Empty Nesters
We took The Boy back to school so California Girl and I are officially “empty nesters”. I never realized how much I talked to and interacted with the kids until now. The house is really, really quiet. The Girl called earlier today just to check in. We text and FB chat a lot but it was nice to hear her voice. She had a lot of homework; but was trying to stay on top of it which I think is good. She’s certainly matured a lot over the past year. I know what she can take care of herself; but I still worry about her. She used to call me every single day when she got out of school and let me know what she was doing, where she was going, and who she was with. It was one of the rules unless she was going straight home which she seldom never did. Now she’s making her own rules. I just hope that the “wisdom” I tried to teach her is enough.




You will never stop worrying, either.
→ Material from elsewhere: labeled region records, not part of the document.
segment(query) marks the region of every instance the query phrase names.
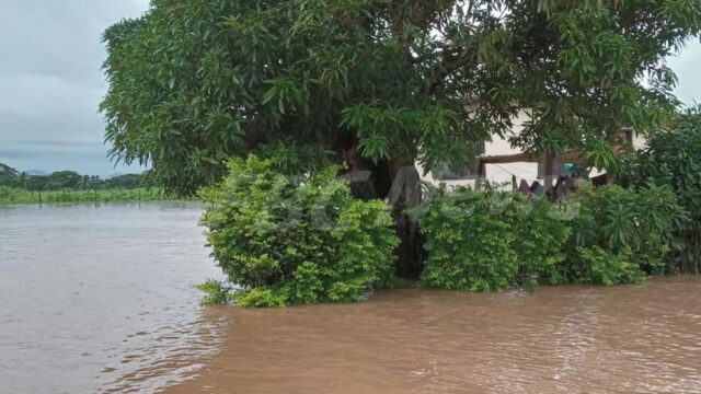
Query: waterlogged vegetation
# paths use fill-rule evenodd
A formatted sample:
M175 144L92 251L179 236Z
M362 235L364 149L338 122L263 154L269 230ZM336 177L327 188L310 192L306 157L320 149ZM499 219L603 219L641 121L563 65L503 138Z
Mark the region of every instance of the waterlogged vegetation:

I know we still do.
Alfie: It’s a tough adjustment because I can fix almost anything. Computers, cars, appliances, electronics. Now if she runs into a problem with anything, she’s on her own. The only thing I can offer is advice.
I am amazed at the things I read that give me reassurance as a parent… My kids (mostly the oldest) are starting to hang out with friends a lot and they have hardly been home the past few weeks. After 1 night of no kids I find the house begins to feel unusually quiet. I do a lot of hoping that they are behaving and making good choices. Perhaps I’m being acclimated slowly.
I look forward to reading about your time together and how you adjust!
Oh and isn’t it nice to have social networking available to keep in contact- especially now that you have smartphones making everything all that more accessible!
Viemoira: It’s not so much that they aren’t always here. There were many times when they were both gone and we had the house to ourselves. But, for example, Tuesday is pizza night (dating back when Domino’s had a Two for Tuesday special), which was one of their favorite meals, so Tuesday night was a time when we were always together. Tomorrow night it will just be me and California Girl as it will be every Tuesday until Christmas.
We text and FB a lot; but there is no substitute for being there. Still, it’s a lot better than it would be without social networking.
It is funny how quiet the house is now that our three are gone (well, for the most part. OS still lives here 2 out of 3 days) I’d be lieing if I told you TW and I aren’t worried about the kids, but, having said that, we’re confident that we brought them up right and they’ll be able to make wise decisions. We’re still stupified that none of the kids drink yet.
As quiet as it is though, I do have to admit that the sex is getting extremely hot since they departed for college. We are taking full advantage of the empty house. Like we tell people, be sure to call before you come over. What has been seen CANNOT be unseen.
Mr. Manic Depressive: We know that they are good kids that are “ready” for life on their own. But they both seem to be learning lessons in unexpected ways. You can’t protect your kids from everything forever. But, I wish we could still be doing more than we are.
We always had a lot of privacy when the kids were home since our bedroom was strictly off limits (even when they were younger) so the sex is about the same.
My 8 year old got on the bus today and I was SO sad. I missed him so much and he comes home everyday. I’m going to be a disaster when he goes to college!
Michelle: Up until last year when our daughter started driving, I took one or both kids to school and picked them up after work (since they both played sports) so I saw them at both ends of the day. It’s a lot different now that were just communicating electronically. We still wonder where the time went. Kids grow up FAST.